Et c’est ce que nous fîmes, l’être aimé et moi. Après tout, on ne veut pas être la cigale ayant chanté tout le printemps et être pris au dépourvu une fois les camions du Clan Panneton dans la rue.  

Mais croyez-moi cher lectorat, trouver un appartement tôt et à la date parfaite n’a rien d’une belle fable.  

Plusieurs fois, je vois un appartement de rêve sur Marketplace ou encore sur des applications de recherche de logements sur mon téléphone. Je clique alors sur l’annonce, pleine d’espoir, pour ensuite me décourager quand je vois les dates d’emménagement souhaitées dans la description.  

Le 1er août, le 1er mai, le 1er septembre… les logements nés sous le signe du Cancer sont bien moins nombreux que je croyais.   

Une chance qu’on a aujourd’hui bien plus d’outils que les petites annonces à côté de l’horoscope dans le journal.  

Chercher… dans le vide?  

En fait, dans les semaines de mi-février où tout le monde me disait de chercher… je ne trouvais pas d’appartement se libérant en juillet.   

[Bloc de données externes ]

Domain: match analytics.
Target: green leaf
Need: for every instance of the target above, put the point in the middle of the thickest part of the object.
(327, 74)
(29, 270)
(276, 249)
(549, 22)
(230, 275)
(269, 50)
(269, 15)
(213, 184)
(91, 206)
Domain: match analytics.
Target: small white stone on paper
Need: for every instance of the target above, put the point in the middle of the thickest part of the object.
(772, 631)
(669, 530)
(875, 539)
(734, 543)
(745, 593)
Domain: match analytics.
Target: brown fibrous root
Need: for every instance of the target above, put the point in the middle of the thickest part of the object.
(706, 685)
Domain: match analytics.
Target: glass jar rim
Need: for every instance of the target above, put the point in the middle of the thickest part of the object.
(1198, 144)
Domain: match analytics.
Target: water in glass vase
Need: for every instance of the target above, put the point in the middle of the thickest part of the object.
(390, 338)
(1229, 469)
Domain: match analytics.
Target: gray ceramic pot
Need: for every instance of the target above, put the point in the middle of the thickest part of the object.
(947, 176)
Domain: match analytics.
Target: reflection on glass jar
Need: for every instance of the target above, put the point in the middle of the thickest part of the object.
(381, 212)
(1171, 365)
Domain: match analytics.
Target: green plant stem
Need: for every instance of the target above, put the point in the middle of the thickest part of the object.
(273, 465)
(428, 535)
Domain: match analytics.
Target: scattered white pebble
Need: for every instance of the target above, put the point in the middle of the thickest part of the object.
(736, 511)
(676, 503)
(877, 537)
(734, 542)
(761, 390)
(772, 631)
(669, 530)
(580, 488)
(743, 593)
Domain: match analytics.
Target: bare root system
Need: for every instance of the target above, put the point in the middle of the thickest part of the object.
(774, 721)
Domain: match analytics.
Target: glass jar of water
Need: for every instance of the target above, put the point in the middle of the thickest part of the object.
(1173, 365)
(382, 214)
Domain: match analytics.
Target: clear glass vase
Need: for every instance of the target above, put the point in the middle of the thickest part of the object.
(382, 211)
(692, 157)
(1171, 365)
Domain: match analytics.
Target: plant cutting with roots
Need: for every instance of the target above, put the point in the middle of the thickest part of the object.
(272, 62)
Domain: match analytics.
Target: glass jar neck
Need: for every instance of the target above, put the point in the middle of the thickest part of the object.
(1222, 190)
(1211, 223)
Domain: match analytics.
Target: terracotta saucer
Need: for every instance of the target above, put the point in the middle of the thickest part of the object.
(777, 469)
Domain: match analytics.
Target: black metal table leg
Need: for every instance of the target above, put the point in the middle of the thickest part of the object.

Naïvement, je m’attendais à ce que presque tous les appartements à louer soient disponibles pour le premier juillet (comprenez bien que je suis une première loueuse).  

Et naïvement, je comptais faire visite après visite chaque deux jours, afin de soulager mon FOMO du marché locatif actuel.  

La réalité? Je n’en visite qu’un seul à la semaine… ou aux deux semaines à cause du manque d’options. Ouin.  

Le peu d’appartements disponibles pour juillet se combine aux critères que je recherche: ça élimine ainsi certains résultats de la liste en matière d’espace ou d’emplacement.  

Les courriels envoyés à la ronde le soir après le travail ou le week-end pour une visite restent parfois sans réponse, malgré les relances. 

Sans oublier qu’il faut rayer les prix qui dépassent de loin notre budget, chose qui fera l’objet d’une prochaine chronique.  

Pas facile donc.  

Anxiété d’emménager  

On me dit qu’il faut que je me dépêche, que les appartements partent vite. On me dit aussi que je dois visiter plusieurs logements avant de choisir, car les prix sont monstrueux en ce moment.   

Dois-je prendre le risque d’attendre un peu plus pour trouver mon appartement de rêve? Dois-je, au contraire, réduire mes choix et faire moins la fine bouche pour éviter de ne pas avoir de toit à quelques semaines de la date d’emménagement visée? 

Il faut comprendre que je vis dans un secteur où le marché des premiers acheteurs est fort et que la maison dans laquelle je vis doit être vendue pour le premier juillet pour des raisons personnelles.  

Peu de flexibilité s’offre donc à moi pour jouer avec les dates. Comme bien d’autres locataires, d’ailleurs.  

Par exemple, pensons aux cigales monoparentales avec deux emplois, lesquelles n’ont pas toujours une grande marge de manœuvre pour trouver un petit 2 ½ et…  subsister pour la saison nouvelle. 

Le stress de la date butoir nous entraîne dans une course folle contre la montre, course folle que la crise du logement et nos responsabilités du quotidien n’aident pas.  

Comme dirait La Fontaine, dansez ou plutôt cherchez, maintenant. 

Nos critères de recherche:

  • Un 4 ½  
  • Deux chambres 
  • Stationnement intérieur (un atout) 
  •  Assez grand pour deux 
  • Idéalement près d’une station de métro, près de l’autoroute Décarie (pas trop dans l’est à cause du boulot) 
  • 0 $ à 1700 $ maximum 
  • Non meublé (idéalement) 
  • ++ Nous sommes des non-fumeurs, sans enfants et sans animal de compagnie.